"Anything—what you will," Susanna answered.

"I 'll sing you a little Ave Maria," he decided. Whereupon, instead of proceeding, he turned his back squarely upon the piano, and squarely faced his hearers.

"When a musician composes an Ave Maria," he instructed them, "what he ought to try for is exactly what those nice old Fifteenth Century painters in Italy tried for when they painted their Annunciations. He should try to represent what one would have heard, if one had been there, just as they tried to represent what one would have seen. Now, how was it? What would one have heard? What did our Blessed Lady herself hear? Look. It was the springtime, and it was the end of the day. And she sat in her garden. And God sent His Angel to announce the 'great thing' to her. But she must not be frightened. She, so dear to God, the little maid of fifteen, all wonder and shyness and innocence, she must not be frightened. She sat in her garden, among her lilies. Birds were singing round her; the breeze was whispering lightly in the palm-trees; near-by a brook was plashing; from the village came the rumour of many voices. All the pleasant, familiar sounds of nature and of life were in the air. She sat there, thinking her white thoughts, dreaming her holy day-dreams. And, half as if it were a day-dream, she saw an Angel come and kneel before her. But she was not frightened—for it was like a day-dream—and the Angel's face was so beautiful and so tender and so reverent, she could not have been frightened, even if it had seemed wholly real. He knelt before her, and his lips moved, but, as in a dream, silently. All the familiar music of the world went on—the bird-songs, the whisper of the wind, the babble of the brook, the rumour of the village. They all went on—there was no pause, no hush, no change—nothing to startle her—only, somehow, they seemed all to draw together, to become a single sound. All the sounds of earth and heaven, the homely, familiar sounds of earth, but the choiring of the stars too, all the sounds of the universe, at that moment, as the Angel knelt before her, drew together into a single sound. And 'Hail,' it said, 'hail Mary full of grace!'"
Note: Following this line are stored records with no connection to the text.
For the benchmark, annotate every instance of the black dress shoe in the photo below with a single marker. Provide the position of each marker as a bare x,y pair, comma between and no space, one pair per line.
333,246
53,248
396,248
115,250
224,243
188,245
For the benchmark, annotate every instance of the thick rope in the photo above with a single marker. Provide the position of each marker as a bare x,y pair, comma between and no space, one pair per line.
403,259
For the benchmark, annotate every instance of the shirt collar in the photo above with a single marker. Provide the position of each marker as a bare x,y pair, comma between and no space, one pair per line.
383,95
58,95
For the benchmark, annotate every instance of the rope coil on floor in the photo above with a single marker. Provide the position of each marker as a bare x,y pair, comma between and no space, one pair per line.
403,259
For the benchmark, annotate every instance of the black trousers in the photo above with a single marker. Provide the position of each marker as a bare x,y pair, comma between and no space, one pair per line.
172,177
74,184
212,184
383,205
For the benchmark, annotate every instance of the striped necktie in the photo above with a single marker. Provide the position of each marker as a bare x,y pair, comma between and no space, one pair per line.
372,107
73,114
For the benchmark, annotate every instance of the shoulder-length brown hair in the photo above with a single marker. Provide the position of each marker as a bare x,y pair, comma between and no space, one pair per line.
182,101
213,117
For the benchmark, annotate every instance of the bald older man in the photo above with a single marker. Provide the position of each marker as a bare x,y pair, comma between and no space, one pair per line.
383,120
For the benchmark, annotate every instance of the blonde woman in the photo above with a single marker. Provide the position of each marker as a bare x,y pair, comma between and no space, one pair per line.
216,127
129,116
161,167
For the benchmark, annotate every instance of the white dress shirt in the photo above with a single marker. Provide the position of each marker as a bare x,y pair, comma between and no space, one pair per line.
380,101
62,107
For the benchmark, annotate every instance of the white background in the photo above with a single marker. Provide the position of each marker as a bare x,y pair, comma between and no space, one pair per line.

For a minute, after he had finished, Adrian stood still, and no one spoke. Then he returned to the fireside, and sank back into his chair.

"What a beautiful—what a divinely beautiful—idea," Susanna said at last, with feeling.

"Beautiful," emphatically chimed in Protestant Miss Sandus.

"Stand still, true poet that you are,—I know you, let me try and name you," laughed Anthony, from the hearth-rug.

"Chrysostom—he should be named Chrysostom," said Miss Sandus.

"The world is a garden of beautiful ideas," was Adrian's modest acceptance of these tributes. "One only has to cull them. But now"—he rose—"I must toddle home. Are you going my way?" he inquired of Anthony.

"What?" protested Miss Sandus. "You're leaving us, without telling the experience of your life—the experience that you 'had to run' to tell us!"